Among other things, this definition could encompass such actions as having work product criticized constantly, yelling, being reminded constantly of past mistakes, spreading rumors or lies and being avoided or excluded intentionally.

When evaluating complaints like the one made by Bill, it’s important to look at the big picture, or in legal terms, the totality of the circumstances. Repeated mistreatment is a key element of the WBI definition of workplace bullying. Bullying isn’t a one-time altercation. Rather, it is persistent harassment or abuse. Another key element of the definition is that the mistreatment must cause harm to the target’s health. Based on the scenario detailed by Bill, you might have an office bully on your hands.

Bullying Is Not Illegal

The first question you might have in respect to a potential bullying issue in your office is if it is against the law. In short, no. While workplace bullying might implicate anti-discrimination or other employment laws, in many cases it does not.
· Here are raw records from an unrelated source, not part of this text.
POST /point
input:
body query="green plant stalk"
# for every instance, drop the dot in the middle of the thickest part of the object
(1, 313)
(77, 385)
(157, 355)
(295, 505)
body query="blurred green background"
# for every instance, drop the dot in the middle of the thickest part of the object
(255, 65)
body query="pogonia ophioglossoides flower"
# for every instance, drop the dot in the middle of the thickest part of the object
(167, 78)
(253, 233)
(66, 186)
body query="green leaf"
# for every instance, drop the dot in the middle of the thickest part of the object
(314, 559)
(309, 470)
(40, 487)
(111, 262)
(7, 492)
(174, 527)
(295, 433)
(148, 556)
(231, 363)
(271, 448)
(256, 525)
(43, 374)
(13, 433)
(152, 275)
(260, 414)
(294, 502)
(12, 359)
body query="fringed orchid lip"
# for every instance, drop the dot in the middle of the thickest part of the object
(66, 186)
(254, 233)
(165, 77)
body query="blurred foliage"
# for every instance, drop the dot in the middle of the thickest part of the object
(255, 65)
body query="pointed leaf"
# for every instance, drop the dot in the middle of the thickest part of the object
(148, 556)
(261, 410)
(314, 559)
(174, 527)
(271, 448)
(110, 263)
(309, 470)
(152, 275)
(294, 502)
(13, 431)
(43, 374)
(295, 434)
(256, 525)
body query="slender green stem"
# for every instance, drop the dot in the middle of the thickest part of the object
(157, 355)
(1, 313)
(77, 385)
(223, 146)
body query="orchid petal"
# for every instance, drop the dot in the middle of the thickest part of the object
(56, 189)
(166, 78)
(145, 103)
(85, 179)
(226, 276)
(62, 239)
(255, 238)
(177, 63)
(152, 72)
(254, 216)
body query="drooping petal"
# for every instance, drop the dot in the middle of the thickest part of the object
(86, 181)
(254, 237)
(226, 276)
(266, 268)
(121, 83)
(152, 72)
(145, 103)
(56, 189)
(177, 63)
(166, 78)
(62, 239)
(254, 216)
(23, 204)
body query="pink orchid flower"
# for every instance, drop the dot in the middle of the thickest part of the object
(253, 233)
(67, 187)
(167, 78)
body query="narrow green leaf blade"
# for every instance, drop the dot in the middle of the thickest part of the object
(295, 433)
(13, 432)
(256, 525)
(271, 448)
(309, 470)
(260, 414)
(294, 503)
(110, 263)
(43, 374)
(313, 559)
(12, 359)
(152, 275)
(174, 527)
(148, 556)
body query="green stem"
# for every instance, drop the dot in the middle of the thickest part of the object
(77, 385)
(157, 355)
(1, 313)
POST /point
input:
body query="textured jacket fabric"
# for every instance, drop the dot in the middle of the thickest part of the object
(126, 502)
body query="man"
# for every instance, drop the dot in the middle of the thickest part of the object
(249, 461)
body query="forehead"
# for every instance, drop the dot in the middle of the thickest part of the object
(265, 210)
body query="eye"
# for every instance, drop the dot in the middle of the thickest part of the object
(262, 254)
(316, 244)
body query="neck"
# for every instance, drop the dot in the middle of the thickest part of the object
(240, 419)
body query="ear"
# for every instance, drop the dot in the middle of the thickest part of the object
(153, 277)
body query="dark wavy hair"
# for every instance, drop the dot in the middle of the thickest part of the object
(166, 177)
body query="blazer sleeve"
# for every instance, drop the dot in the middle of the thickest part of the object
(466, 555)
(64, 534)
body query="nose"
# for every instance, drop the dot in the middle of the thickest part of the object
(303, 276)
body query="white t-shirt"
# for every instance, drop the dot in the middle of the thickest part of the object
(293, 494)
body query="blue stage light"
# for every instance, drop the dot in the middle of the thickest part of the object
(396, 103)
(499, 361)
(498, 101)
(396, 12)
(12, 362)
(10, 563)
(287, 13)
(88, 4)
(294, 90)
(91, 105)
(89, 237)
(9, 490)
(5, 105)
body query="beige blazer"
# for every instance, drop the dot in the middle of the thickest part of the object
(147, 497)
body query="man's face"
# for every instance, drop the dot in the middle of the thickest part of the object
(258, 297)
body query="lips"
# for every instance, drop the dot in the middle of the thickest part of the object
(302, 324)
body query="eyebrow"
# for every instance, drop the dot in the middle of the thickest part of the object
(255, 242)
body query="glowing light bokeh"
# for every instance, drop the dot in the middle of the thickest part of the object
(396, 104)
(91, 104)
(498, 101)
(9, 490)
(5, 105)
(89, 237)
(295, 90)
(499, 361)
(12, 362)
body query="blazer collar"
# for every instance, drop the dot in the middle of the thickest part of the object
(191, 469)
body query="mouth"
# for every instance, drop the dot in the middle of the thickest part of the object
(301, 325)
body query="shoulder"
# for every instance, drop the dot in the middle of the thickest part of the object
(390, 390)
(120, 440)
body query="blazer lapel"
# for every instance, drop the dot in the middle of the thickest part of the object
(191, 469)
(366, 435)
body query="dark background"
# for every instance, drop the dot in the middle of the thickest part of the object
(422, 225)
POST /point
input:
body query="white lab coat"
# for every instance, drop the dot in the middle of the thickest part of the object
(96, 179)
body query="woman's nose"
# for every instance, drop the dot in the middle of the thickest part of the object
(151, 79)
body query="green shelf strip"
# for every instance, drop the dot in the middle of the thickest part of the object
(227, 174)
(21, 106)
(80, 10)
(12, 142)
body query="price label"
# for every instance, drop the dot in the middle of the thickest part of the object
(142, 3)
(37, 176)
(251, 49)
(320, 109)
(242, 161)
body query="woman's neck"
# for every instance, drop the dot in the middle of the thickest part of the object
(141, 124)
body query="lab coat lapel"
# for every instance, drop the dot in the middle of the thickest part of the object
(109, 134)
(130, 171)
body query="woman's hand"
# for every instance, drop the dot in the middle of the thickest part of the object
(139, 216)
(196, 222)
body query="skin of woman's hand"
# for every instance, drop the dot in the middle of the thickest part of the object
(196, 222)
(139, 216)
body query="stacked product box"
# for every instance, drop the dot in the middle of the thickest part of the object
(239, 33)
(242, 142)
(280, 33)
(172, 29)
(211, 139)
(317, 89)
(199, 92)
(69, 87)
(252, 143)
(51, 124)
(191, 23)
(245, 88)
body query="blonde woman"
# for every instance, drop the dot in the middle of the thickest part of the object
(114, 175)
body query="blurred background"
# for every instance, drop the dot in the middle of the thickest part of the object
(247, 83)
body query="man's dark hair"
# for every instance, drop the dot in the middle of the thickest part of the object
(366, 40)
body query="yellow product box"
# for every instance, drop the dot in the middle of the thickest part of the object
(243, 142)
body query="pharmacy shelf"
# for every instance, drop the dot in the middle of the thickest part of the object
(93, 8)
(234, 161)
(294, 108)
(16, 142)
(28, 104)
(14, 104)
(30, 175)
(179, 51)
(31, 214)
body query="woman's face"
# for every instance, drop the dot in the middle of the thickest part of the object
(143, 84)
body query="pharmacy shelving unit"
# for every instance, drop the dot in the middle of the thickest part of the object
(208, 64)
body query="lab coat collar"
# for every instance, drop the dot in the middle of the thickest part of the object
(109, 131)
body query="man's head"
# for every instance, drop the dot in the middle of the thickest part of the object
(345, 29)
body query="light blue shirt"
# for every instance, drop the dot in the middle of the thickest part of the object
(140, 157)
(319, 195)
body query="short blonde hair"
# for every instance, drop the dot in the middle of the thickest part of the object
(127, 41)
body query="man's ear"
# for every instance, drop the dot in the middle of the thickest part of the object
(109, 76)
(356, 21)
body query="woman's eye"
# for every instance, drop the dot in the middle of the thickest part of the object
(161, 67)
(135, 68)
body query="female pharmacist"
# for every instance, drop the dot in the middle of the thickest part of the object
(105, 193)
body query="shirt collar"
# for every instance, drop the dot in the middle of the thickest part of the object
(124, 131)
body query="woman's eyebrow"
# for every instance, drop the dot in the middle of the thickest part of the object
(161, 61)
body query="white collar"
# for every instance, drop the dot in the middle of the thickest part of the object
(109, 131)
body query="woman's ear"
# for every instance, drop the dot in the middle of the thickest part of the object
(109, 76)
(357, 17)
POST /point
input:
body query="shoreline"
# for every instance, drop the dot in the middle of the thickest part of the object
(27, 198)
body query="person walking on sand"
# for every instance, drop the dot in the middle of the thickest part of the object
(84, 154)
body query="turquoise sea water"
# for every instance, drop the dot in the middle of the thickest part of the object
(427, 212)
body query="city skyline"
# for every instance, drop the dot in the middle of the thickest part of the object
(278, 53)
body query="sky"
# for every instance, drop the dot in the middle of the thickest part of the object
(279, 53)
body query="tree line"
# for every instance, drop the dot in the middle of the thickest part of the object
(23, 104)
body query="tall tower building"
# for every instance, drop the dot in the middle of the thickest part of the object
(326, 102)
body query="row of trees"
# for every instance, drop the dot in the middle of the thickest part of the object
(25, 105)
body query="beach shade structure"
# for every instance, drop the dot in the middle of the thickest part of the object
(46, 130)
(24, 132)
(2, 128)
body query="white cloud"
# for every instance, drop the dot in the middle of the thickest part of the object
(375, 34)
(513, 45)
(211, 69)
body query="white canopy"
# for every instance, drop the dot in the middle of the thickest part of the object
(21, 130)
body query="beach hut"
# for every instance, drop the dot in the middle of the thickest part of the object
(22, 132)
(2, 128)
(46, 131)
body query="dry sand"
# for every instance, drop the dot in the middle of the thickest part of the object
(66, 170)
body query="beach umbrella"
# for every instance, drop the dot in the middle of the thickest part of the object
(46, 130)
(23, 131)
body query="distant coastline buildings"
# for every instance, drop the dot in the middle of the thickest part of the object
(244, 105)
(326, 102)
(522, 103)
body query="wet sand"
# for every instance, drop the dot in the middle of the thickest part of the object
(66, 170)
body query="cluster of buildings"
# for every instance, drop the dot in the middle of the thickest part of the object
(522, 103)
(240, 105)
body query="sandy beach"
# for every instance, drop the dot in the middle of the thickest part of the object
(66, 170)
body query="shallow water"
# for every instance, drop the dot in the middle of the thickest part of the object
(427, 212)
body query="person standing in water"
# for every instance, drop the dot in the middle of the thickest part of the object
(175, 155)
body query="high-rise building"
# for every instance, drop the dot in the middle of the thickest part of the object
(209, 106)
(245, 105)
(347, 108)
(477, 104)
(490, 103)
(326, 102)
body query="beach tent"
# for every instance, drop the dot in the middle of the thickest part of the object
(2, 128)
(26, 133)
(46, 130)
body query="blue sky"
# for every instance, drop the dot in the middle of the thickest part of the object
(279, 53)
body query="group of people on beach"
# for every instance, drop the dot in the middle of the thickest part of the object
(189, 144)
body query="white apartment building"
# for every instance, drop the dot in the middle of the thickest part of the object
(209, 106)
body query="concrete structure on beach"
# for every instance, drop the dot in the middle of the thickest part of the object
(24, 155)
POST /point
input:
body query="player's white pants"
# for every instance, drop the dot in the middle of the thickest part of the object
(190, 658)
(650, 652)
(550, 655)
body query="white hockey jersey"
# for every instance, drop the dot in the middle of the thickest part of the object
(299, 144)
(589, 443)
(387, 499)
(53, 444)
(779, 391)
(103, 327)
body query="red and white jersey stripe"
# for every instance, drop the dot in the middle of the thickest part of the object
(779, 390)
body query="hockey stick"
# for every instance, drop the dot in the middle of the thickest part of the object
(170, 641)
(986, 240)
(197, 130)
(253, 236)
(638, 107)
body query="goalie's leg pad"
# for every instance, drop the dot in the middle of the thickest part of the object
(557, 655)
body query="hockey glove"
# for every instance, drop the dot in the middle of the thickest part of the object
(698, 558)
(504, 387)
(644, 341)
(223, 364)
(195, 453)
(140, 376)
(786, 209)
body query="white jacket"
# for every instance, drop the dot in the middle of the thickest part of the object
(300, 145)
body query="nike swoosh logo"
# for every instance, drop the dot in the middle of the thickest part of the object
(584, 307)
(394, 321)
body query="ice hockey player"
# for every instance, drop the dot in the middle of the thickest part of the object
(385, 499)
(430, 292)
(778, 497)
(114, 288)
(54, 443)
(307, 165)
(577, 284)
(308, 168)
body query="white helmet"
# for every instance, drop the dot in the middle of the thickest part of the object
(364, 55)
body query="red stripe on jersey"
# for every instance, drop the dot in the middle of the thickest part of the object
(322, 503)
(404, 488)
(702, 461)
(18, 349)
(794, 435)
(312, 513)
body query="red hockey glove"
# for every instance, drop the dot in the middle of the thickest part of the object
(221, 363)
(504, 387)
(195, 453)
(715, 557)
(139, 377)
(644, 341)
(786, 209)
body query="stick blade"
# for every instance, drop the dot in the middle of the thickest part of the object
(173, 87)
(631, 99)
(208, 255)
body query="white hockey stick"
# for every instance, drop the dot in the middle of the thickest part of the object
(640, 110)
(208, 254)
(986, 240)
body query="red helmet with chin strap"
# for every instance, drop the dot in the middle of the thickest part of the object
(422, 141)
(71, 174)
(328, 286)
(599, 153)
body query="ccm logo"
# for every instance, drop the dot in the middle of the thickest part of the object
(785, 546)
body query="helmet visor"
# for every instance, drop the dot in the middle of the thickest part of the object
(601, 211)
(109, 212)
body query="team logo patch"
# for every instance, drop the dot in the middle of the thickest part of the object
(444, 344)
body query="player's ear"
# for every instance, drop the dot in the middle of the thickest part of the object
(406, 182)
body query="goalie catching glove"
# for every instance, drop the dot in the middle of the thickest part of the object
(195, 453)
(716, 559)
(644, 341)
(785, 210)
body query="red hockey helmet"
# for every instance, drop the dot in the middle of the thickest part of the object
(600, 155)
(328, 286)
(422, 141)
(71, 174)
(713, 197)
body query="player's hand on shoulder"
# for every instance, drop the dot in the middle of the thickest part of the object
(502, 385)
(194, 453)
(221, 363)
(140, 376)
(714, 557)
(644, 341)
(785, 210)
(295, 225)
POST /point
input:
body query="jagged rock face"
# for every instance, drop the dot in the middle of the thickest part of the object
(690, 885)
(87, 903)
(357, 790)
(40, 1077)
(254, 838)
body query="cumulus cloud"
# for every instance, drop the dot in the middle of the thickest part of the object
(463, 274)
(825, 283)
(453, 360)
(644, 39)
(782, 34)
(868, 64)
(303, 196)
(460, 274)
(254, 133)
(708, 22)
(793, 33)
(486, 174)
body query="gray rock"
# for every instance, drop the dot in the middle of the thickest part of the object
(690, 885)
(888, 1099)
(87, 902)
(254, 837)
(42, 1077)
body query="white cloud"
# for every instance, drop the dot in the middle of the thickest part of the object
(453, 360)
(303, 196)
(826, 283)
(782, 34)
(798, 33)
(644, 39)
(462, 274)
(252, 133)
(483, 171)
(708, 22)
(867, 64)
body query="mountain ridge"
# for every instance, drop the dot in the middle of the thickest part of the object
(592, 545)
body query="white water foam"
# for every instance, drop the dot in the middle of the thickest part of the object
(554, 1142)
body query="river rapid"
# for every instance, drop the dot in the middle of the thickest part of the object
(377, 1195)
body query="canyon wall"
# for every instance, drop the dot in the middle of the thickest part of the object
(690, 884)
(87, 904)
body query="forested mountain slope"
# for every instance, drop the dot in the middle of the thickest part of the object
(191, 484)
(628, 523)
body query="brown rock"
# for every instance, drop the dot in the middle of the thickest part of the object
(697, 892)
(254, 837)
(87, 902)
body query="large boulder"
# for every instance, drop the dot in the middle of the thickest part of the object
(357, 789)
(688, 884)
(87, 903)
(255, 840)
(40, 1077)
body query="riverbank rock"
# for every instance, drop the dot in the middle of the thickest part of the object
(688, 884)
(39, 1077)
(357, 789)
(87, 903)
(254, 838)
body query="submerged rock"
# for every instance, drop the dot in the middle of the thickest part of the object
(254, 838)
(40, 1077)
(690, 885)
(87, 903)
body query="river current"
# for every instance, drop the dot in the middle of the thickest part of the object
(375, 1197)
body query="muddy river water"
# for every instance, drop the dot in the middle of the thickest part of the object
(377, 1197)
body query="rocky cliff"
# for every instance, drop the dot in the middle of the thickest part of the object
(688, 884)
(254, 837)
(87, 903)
Since 2003, 21 states have introduced legislation addressing workplace bullying, but no state has passed a law regarding it.

Most states have drawn upon the Healthy Workplace Bill, authored by Suffolk University Law School professor David C. Yamada. This bill would forbid an abusive work environment that harms a person’s physical or emotional health. It is designed to impose individual liability for such behavior.

The model legislation would expose a company to potential liability for the actions of its employees if it fails to exercise reasonable care to prevent and correct bullying behavior promptly. For an employee to prevail under the bill, he or she would need to provide medical documentation of the harm to his or her health.

Additionally, the bill would give courts the authority to award a target of workplace bullying monetary compensation as well as the authority to grant injunctive relief. This would require the company and/or the bully to do something or refrain from doing something. For example, the court could require the bully to complete a course that addresses the harmful effects of bullying or order the removal of the bully from the workplace. The measure features an anti-retaliation component to ensure protection of potential targets and witnesses.

Protect Against Claims

No one wants to end up in court. And, regardless of merit, defending an allegation of workplace bullying can be costly. It’s better to be proactive by insulating a workplace from a bullying complaint by putting a few safeguards into place.

First, develop a policy against workplace bullying if one is not already in place. The policy should include the following components:

  • Definition of bullying, including a nonexhaustive list of bullying behaviors.
  • Identification of the person to whom bullying complaints should be made.
  • Detailed complaint investigation procedures that must be followed once an allegation of workplace bullying has been made.
  • Consequences for violation of the policy.

Next, educate employees. Ensure that the anti-bullying policy is distributed to everyone. Also, consider posting it in conspicuous places throughout the workplace and on the company website. Don’t forget to conduct workplace training on the policy to ensure that all employees understand it.

The policy must be enforced, and all employees should be treated equally under it. Complaints should be taken seriously and be investigated thoroughly, using the procedure outlined in the policy. Bullying behavior should not be ignored simply because the target does not come to you and complain.

By following the steps above, HR should be equipped to address the issues that arise with the “Bills” and “Franks” in the workplace. This includes a volatile relationship between employees, as well as threats of litigation. Understanding what workplace bullying is, being aware of its implications and having a clear-cut policy that is known and enforced consistently is a company’s first line of defense.

Susan R. Hartung is a labor and employment attorney at Walter & Haverfield LLP in Cleveland.